What trends should we look for if we want to identify stocks that can multiply in value over the long term? First, we would like to identify a growth come back on capital employed (ROCE) and at the same time, a base capital employed. Ultimately, this demonstrates that this is a company that reinvests its earnings at increasing rates of return. Therefore, when we briefly examined from the dotdigital group (LON:DOTD) ROCE trend, we were very pleased with what we saw.
What is return on capital employed (ROCE)?
Just to clarify if you’re not sure, ROCE is a measure of the pre-tax income (as a percentage) that a business earns on the capital invested in its business. To calculate this metric for dotdigital Group, here is the formula:
Return on Capital Employed = Earnings Before Interest and Tax (EBIT) ÷ (Total Assets – Current Liabilities)
0.20 = £15m ÷ (£83m – £11m) (Based on the last twelve months to December 2021).
So, dotdigital Group posted a ROCE of 20%. This is a fantastic return and not only that, it exceeds the 7.7% average earned by companies in a similar industry.
Discover our latest analysis for dotdigital Group
Above, you can see how dotdigital Group’s current ROCE compares to its past returns on capital, but there’s little you can say about the past. If you want to see what analysts predict for the future, you should check out our free report for the dotdigital group.
What the ROCE trend can tell us
It’s hard not to be impressed with the returns on capital of dotdigital Group. The company has consistently gained 20% over the past five years and the capital employed within the company has increased by 157% over this period. With such high returns, it’s great that the company can continually reinvest its money at such attractive rates of return. You will see this when you look at well-run businesses or favorable business models.

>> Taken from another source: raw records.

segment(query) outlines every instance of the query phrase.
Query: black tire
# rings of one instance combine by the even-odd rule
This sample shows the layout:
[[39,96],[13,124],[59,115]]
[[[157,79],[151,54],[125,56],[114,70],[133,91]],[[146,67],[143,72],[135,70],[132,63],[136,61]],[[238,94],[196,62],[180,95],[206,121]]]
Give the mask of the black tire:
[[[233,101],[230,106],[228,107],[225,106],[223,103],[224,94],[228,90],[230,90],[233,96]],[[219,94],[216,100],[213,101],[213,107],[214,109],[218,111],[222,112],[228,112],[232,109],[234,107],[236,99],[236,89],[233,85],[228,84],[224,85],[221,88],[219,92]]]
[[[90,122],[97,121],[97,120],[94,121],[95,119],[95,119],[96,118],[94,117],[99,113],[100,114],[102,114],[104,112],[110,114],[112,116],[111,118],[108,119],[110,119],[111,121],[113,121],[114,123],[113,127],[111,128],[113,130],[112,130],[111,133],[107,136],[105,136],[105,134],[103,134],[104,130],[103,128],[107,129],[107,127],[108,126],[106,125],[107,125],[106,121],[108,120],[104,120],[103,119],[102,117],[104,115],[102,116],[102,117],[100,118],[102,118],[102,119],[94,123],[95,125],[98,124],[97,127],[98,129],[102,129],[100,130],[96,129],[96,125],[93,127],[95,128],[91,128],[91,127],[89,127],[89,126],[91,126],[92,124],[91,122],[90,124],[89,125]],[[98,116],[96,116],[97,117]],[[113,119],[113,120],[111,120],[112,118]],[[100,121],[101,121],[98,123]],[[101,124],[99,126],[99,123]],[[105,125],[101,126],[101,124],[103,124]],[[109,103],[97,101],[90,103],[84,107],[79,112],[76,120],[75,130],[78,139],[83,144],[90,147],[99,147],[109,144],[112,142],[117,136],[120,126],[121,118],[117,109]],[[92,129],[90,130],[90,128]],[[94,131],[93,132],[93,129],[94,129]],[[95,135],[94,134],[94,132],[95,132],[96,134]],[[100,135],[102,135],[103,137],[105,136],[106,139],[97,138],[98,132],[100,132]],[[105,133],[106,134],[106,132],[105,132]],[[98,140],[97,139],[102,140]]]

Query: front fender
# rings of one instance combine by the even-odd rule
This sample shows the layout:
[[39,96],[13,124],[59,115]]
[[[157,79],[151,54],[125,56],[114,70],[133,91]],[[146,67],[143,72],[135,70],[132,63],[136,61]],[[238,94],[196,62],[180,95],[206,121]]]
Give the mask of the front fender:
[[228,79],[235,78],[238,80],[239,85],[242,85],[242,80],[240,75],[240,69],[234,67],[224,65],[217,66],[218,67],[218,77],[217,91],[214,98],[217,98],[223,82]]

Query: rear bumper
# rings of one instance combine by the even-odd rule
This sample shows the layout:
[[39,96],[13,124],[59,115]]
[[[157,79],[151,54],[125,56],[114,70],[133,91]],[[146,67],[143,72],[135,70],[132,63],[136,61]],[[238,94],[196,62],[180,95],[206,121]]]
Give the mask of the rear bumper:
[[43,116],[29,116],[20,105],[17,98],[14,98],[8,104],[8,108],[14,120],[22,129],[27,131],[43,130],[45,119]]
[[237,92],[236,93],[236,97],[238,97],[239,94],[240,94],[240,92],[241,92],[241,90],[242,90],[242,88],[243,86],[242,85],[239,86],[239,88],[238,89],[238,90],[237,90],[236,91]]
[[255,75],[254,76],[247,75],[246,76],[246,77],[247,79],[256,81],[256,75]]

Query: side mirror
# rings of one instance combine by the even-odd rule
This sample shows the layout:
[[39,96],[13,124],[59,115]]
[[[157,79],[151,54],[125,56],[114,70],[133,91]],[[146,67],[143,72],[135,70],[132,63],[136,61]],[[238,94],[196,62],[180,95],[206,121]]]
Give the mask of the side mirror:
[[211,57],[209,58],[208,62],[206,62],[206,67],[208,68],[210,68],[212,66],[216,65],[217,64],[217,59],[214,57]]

Our point of view on the ROCE of dotdigital Group
In short, we would say that dotdigital Group has the makings of a multi-bagger since it has been able to compound its capital at very profitable rates of return. So it’s no surprise that shareholders have earned a respectable 44% return if they’ve held for the past five years. So while the stock may be more “expensive” than it used to be, we believe the strong fundamentals warrant this stock for further research.
On the other side of ROCE, we have to consider valuation. That’s why we have a FREE intrinsic value estimation on our platform definitely worth checking out.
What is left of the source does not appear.